Just over a week ago we discussed the aspect of electric car safety, specifically that of Neighborhood Electric Vehicles or NEVs, after 47-year old mother Judit Nadal was tragically killed in her Reva G-Wiz in an accident in London, U.K.
Our earlier story was based on initial reports that Mrs Nadal had hit a wall and been thrown clear from the car which split in two in the impact, but it has now been confirmed that her car had collided with a Skoda Octavia on what has been described as a dangerous junction.
Whilst this doesn't detract from the tragedy of the incident, it adds weight to the claims that NEVs can lack even basic safety measures that even the smallest and cheapest of regular cars are given, despite the fact that they share the same roads.
It can be argued, quite rightly, that NEVs are a safe method of transportation, since they have low top speeds and are unable to travel on faster roads where many accidents happen (though statistically the fastest roads, freeways, are also the safest).

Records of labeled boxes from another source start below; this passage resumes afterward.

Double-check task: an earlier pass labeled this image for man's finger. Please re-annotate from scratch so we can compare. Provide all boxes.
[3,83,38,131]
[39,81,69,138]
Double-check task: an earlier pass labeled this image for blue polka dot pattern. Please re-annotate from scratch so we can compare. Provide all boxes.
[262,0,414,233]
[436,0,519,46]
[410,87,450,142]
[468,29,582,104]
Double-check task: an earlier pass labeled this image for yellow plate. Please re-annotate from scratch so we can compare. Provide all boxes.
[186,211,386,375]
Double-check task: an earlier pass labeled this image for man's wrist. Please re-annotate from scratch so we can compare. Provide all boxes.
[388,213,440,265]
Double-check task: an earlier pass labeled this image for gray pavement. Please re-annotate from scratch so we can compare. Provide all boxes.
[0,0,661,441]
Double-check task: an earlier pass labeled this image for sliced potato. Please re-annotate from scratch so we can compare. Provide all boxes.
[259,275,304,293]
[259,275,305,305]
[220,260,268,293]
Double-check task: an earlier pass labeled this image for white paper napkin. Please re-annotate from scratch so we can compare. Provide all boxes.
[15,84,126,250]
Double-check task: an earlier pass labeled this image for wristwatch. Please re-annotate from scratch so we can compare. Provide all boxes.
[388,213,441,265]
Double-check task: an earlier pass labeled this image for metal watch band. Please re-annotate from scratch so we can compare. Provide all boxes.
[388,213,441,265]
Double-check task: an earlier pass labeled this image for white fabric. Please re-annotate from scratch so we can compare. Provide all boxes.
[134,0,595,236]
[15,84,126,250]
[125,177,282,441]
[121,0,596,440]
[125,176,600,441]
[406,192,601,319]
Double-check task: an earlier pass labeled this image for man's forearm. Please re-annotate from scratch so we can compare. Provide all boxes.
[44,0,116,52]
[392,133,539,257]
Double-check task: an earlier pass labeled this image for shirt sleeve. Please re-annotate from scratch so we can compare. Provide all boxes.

Many NEVs are used perfectly safely every day by motorists travelling around their neighborhood or used off-road, on farms and private land.
On the public roads however, it is much harder to guarantee your safety even with the utmost care driving around. Mrs Nadal would not have normally travelled the route she took on the night she was killed, as she was on her way to a parents' evening at her child's school.
Mr Nadal confirmed that his wife would not have normally taken the route home, though he told reporters that he has "no concerns about the G-Wiz. I drove that G-Wiz a lot and it's actually a rather safe vehicle".
Although Mrs Nadal's family have commented, notably absent are comments by either the Police (though investigations will be underway) nor Reva themselves. We expect the pressure will be on the Indian maker to explain why the vehicle split apart in the crash.
British car magazine and TV program Top Gear put a G-Wiz in for a European New Car Assessment Program (Euro NCAP) offset 40mph crash test a few years back as the model is not required by law to be submitted for the tests given its "quadricycle" classification. In the U.S, NEVs are required to have 25mph crash tests. As you can see from the video below, it doesn't make for good viewing:
The car was described by Euro NCAP as having significant risk of life-threatening injuries. A comparably small car such as the 2008 Smart ForTwo on the other hand, has gained very impressive results in both European and U.S. crash tests.
The accident is thankfully one of very few reported for NEVs, and this is testament to the usually safe situations in which they are driven due to their usage limitations. A low top speed and city-suitable range (up to 75 miles in the case of the G-Wiz) generally keep them away from higher speed roads and confined to cities where the flow of traffic is often very slow.
However, there is a difference in circumstance between the U.S. and the U.K. Where in the States NEVs are limited to 25mph in areas with a speed limit of 35mph or less effectively limiting them to urban confines, a G-Wiz such as that involved in the U.K. accident has a top speed of between 45 and 50 miles per hour with no speed limit requirements. This means they are more likely to be taken onto larger road networks with increased risk.
We extend our condolences to Mrs Nadal's family.